![]() |
Foto: ui.ac.id |
Salah satu yang menjadi pusat perhatian adalah Universitas Indonesia (UI), yang disebut-sebut menetapkan uang pangkal hingga Rp161 juta untuk program studi unggulan seperti Kedokteran, Farmasi, dan Teknik. Angka fantastis itu sontak menuai kritik karena dianggap membatasi akses pendidikan bagi masyarakat menengah ke bawah.
Pemerintah: IPI Bukan untuk Semua Jalur Masuk
Melalui juru bicara Kementerian Pendidikan, Kebudayaan, Riset, dan Teknologi (Kemendikbudristek), pemerintah menegaskan bahwa besaran uang pangkal ditentukan masing-masing kampus, dan hanya berlaku untuk mahasiswa jalur mandiri. Mereka yang diterima melalui jalur SNBP atau SNBT tidak dikenakan biaya tersebut.
"Biaya ini tidak berlaku untuk semua mahasiswa. Hanya untuk jalur mandiri, dan itu pun disesuaikan dengan kebutuhan institusi dan Standar Satuan Biaya Operasional Pendidikan Tinggi (SSBOPT)," ujar pejabat Kemendikbud seperti dikutip dari Tempo.co.
Rektor UI, Prof. Heri Hermansyah, juga menambahkan bahwa pemberlakuan IPI bertujuan untuk mendukung pengembangan institusi secara mandiri tanpa mengorbankan akses pendidikan. Menurutnya, UI tetap menyediakan berbagai bentuk bantuan biaya dan beasiswa bagi mahasiswa yang membutuhkan.
Reaksi Publik: Pendidikan Tinggi Makin Jauh dari Rakyat
Meski begitu, pernyataan tersebut belum cukup meredakan kekhawatiran publik. Di berbagai daerah, mahasiswa menggelar aksi protes menuntut keadilan dalam sistem pembiayaan pendidikan. Mereka menilai kebijakan uang pangkal justru memperlebar jurang kesenjangan sosial.
"Kami tidak anti terhadap biaya pendidikan, tapi tolong jangan dibebankan kepada kami seolah-olah kami yang harus menanggung semua biaya pembangunan kampus," ujar salah satu mahasiswa Universitas Negeri Semarang dalam aksi yang diliput oleh Kompas.com.
Program studi seperti Kedokteran, Farmasi, dan Teknik menjadi yang paling banyak dikritisi karena mematok IPI tinggi. Misalnya, Universitas Negeri Semarang (Unnes) dan Universitas Negeri Padang (UNP) diketahui menetapkan uang pangkal antara Rp125 juta hingga Rp200 juta untuk jurusan-jurusan tersebut.
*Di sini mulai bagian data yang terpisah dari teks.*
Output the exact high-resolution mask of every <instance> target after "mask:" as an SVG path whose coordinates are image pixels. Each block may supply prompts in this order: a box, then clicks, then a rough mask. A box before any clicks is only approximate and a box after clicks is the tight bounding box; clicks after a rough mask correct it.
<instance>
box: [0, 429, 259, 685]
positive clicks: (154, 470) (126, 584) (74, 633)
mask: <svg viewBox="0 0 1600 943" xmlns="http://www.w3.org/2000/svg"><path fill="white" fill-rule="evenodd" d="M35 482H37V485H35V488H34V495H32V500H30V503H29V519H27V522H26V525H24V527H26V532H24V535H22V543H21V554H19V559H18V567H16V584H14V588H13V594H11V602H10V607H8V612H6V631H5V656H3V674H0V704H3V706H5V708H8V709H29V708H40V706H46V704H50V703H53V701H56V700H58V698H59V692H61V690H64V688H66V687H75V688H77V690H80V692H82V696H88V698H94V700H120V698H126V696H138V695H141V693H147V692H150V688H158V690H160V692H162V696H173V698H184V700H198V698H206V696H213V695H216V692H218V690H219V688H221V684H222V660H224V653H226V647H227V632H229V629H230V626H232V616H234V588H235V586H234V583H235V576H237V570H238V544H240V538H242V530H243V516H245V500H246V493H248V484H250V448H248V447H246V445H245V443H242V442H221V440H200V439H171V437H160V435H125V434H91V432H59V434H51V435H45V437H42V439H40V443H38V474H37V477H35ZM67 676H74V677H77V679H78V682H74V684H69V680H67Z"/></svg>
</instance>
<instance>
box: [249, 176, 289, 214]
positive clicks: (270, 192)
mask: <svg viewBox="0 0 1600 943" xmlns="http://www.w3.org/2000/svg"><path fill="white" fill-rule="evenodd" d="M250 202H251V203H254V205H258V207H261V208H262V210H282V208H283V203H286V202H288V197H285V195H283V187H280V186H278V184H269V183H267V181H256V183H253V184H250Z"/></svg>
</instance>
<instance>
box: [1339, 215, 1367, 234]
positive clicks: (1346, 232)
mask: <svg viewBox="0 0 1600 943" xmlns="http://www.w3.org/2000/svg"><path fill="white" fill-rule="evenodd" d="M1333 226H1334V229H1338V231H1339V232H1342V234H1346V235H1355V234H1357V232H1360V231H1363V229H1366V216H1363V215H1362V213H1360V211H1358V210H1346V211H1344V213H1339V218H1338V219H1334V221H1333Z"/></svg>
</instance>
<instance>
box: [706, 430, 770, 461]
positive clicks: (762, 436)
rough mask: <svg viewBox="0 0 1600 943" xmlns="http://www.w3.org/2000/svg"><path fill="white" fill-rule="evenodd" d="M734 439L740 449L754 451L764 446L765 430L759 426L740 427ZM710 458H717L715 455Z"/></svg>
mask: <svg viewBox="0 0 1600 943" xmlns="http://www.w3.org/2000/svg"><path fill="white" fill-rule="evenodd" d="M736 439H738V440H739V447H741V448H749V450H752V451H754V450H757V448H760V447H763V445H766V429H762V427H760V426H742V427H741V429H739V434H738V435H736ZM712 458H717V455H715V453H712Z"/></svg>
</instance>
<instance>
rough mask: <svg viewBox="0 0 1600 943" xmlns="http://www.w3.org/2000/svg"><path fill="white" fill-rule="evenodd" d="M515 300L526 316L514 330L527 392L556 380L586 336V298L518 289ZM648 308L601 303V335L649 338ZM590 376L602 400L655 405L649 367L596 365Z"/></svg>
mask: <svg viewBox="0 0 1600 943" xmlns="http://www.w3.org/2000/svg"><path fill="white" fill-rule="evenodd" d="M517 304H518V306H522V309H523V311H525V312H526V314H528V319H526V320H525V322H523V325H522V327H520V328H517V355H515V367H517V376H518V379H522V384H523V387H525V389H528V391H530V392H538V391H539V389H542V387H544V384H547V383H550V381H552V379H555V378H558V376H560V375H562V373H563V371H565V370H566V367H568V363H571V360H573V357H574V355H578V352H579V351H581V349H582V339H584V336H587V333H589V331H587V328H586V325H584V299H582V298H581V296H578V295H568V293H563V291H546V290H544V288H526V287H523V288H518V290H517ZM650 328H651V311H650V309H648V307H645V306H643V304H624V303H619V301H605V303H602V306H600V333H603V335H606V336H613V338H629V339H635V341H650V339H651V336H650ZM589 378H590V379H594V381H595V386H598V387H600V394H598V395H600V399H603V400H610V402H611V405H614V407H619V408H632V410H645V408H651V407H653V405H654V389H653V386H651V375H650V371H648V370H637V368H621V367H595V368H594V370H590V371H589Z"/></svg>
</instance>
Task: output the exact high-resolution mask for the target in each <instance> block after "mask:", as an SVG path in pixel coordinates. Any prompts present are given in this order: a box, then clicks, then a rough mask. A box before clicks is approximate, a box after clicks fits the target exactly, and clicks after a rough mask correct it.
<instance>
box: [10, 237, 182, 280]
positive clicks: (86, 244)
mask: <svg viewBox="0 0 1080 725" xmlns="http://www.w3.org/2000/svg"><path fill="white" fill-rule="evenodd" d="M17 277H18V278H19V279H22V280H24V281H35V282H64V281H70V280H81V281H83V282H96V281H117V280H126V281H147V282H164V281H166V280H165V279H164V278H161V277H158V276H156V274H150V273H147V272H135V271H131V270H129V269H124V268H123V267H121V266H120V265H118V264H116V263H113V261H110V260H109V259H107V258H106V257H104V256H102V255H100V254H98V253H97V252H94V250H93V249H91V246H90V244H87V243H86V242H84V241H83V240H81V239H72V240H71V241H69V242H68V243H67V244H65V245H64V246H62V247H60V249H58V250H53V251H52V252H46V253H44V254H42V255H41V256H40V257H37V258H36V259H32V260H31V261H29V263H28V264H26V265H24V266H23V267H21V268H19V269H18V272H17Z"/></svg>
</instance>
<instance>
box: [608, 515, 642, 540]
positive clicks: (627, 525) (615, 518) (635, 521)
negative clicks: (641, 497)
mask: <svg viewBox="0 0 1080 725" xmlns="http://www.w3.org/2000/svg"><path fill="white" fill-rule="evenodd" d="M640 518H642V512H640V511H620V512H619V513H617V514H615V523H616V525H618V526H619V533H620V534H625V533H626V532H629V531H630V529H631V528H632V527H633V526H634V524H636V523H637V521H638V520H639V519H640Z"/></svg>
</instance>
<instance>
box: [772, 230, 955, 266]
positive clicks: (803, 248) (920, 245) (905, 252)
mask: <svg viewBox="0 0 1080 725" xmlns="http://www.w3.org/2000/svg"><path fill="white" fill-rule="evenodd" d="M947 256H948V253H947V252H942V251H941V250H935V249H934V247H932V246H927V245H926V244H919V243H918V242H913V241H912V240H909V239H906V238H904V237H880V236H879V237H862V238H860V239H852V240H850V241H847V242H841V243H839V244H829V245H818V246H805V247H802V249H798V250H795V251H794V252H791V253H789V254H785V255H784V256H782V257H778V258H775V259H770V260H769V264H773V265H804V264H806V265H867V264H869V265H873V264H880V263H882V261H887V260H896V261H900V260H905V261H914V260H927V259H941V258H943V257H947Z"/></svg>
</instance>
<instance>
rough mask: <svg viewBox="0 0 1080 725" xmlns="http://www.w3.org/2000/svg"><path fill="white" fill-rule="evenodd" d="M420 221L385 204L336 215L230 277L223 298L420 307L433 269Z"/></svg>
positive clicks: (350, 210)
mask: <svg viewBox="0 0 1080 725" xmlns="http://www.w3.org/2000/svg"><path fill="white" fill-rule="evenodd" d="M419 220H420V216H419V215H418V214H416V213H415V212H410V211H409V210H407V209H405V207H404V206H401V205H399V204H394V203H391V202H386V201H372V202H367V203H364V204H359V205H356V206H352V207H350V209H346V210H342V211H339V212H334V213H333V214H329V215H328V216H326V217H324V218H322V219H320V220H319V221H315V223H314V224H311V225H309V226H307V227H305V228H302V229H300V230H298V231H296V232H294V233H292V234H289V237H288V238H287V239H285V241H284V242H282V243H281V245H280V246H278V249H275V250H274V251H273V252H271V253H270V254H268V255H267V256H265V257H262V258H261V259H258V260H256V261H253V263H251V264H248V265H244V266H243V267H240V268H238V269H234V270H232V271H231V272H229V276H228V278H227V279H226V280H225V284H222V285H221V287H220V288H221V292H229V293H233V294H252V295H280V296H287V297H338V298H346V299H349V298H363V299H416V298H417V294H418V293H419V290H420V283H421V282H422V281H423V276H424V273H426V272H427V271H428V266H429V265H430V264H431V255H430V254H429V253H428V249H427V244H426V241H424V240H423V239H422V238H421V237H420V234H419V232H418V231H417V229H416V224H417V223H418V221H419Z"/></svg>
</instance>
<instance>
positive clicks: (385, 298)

Akademisi Minta Pemerintah Evaluasi Total
Pengamat pendidikan dari Universitas Pendidikan Indonesia (UPI), Prof. Cecep Darmawan, menilai pemerintah perlu mengevaluasi menyeluruh terhadap sistem pembiayaan di PTN. Ia menilai konsep “berbasis kebutuhan kampus” tak boleh mengorbankan prinsip keadilan sosial.
“Kalau semua dikembalikan ke kampus tanpa pengawasan ketat dari negara, yang terjadi adalah komersialisasi pendidikan,” katanya dikutip dari IDN Times.
Cecep juga menambahkan bahwa subsidi pemerintah untuk pendidikan tinggi perlu ditingkatkan agar PTN tidak terlalu mengandalkan jalur mandiri sebagai sumber pemasukan utama.
Menanti Langkah Nyata Pemerintah
Pemerintah mengaku tengah mengkaji ulang kebijakan pembiayaan pendidikan, namun hingga kini belum ada regulasi konkret yang diumumkan. Masyarakat pun berharap ada pembaruan sistem pendidikan tinggi yang lebih transparan, akuntabel, dan berpihak pada aksesibilitas.
Bagi banyak keluarga, mimpi menguliahkan anak di universitas ternama kini terasa makin jauh. Di tengah kondisi ekonomi yang belum stabil, angka ratusan juta untuk masuk universitas negeri seakan menutup pintu harapan bagi mereka yang berasal dari kalangan biasa.